Как они посмели? Здесь помещалась вселенная, созданная его отцом, здесь жили шаги Бенни, улыбка Единственной, танцы маэстро Лекуоны, гитарные переборы музыкантов из «Матаморос», сарсуэлы Роча… Сорок лет лучшей музыки его острова исчезли под натиском необъяснимого насилия. Хосе провел пальцами по доскам с торчащими шляпками гвоздей и подумал, что ему никогда уже не воссоздать сокровища этого дома, который наполняли агуканьем его дочь и его внучка. У него украли его жизнь.

Амалия взглянула на отца – лицо старика побледнело.

– Папа.

Но он ее не слышал; сердце ныло так, как будто грудь проткнули ножом.

Хосе закрыл глаза, чтобы больше не видеть этого погрома.

Хосе закрыл глаза, чтобы больше не видеть этой страны.

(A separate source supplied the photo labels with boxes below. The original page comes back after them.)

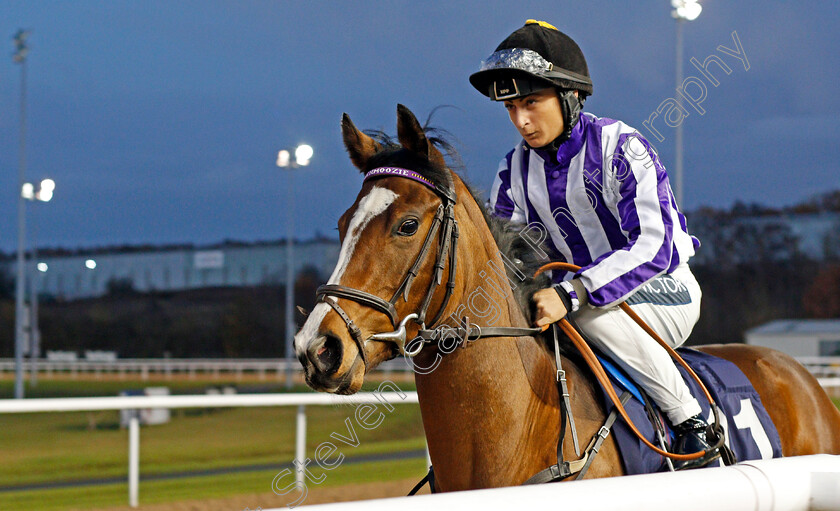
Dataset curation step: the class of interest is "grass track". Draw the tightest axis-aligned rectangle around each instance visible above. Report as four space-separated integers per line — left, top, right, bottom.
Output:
0 381 425 511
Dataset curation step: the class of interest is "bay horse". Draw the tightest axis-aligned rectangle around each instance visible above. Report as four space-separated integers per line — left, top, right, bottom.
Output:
295 105 840 491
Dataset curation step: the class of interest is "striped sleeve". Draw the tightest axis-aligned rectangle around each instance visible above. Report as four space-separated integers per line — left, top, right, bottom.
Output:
488 151 526 223
578 133 679 307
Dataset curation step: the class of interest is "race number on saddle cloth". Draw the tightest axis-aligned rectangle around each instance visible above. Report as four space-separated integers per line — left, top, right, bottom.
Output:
599 348 782 475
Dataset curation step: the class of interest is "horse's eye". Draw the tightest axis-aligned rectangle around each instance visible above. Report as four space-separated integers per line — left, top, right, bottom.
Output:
397 218 420 236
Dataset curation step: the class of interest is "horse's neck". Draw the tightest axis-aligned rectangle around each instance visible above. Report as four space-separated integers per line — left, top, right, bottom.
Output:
416 179 559 489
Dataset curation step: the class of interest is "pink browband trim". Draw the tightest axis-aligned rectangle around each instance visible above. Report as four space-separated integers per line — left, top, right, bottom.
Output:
365 167 437 191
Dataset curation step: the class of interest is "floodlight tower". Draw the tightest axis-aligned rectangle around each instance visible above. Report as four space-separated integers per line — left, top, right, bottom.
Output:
671 0 703 208
277 144 314 389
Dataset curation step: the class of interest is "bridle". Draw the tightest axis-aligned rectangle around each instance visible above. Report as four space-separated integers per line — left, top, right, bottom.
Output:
316 167 458 366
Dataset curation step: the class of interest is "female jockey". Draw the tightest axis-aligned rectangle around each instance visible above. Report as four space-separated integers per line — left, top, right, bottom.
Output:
470 20 719 469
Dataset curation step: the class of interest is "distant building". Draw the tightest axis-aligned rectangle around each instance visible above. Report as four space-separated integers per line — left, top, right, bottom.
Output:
744 319 840 357
0 238 340 299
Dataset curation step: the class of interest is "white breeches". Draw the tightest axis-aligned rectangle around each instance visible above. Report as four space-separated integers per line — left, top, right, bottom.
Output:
572 264 702 424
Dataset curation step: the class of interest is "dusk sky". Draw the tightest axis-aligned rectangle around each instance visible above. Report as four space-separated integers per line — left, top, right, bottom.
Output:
0 0 840 253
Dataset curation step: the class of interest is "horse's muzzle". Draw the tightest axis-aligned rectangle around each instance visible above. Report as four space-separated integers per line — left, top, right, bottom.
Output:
301 334 343 377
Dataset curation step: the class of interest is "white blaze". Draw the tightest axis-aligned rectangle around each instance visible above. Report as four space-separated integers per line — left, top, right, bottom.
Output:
295 186 398 356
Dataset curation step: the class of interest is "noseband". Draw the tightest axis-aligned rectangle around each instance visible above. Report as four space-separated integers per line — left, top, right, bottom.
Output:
316 167 458 366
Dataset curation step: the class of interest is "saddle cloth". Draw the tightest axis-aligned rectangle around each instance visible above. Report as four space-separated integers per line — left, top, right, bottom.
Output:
599 348 782 475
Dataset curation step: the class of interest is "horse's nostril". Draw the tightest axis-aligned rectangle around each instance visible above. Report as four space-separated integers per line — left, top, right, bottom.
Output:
309 334 342 374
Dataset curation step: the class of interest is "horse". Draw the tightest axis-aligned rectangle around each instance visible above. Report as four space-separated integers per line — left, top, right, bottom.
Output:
294 105 840 491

Хосе закрыл глаза, чтобы больше не видеть.

Хосе закрыл глаза.


Мерседес каждое утро казалось, что она найдет под дверью букет роз. Или коробку конфет с клубничным ликером. Или корзинку с фруктами, перевязанную алой лентой. Или письмо, которое кого-то придется просить прочитать, потому что сама она читать еще не научилась. И это будет не просто любовная записка, а описание закатов, бледнеющих перед мерцанием ее кожи, – и все эти послания подписаны одним именем, единственно для нее значимым… Потому что Мерседес была не в силах запомнить, что Хосе умер. Рассудок ее блуждал в тех временах, когда за нею неотступно ухаживал влюбленный юноша, а сама она, погруженная в туман иной природы, почти не ощущала его попыток достучаться до ее очарованного сердца.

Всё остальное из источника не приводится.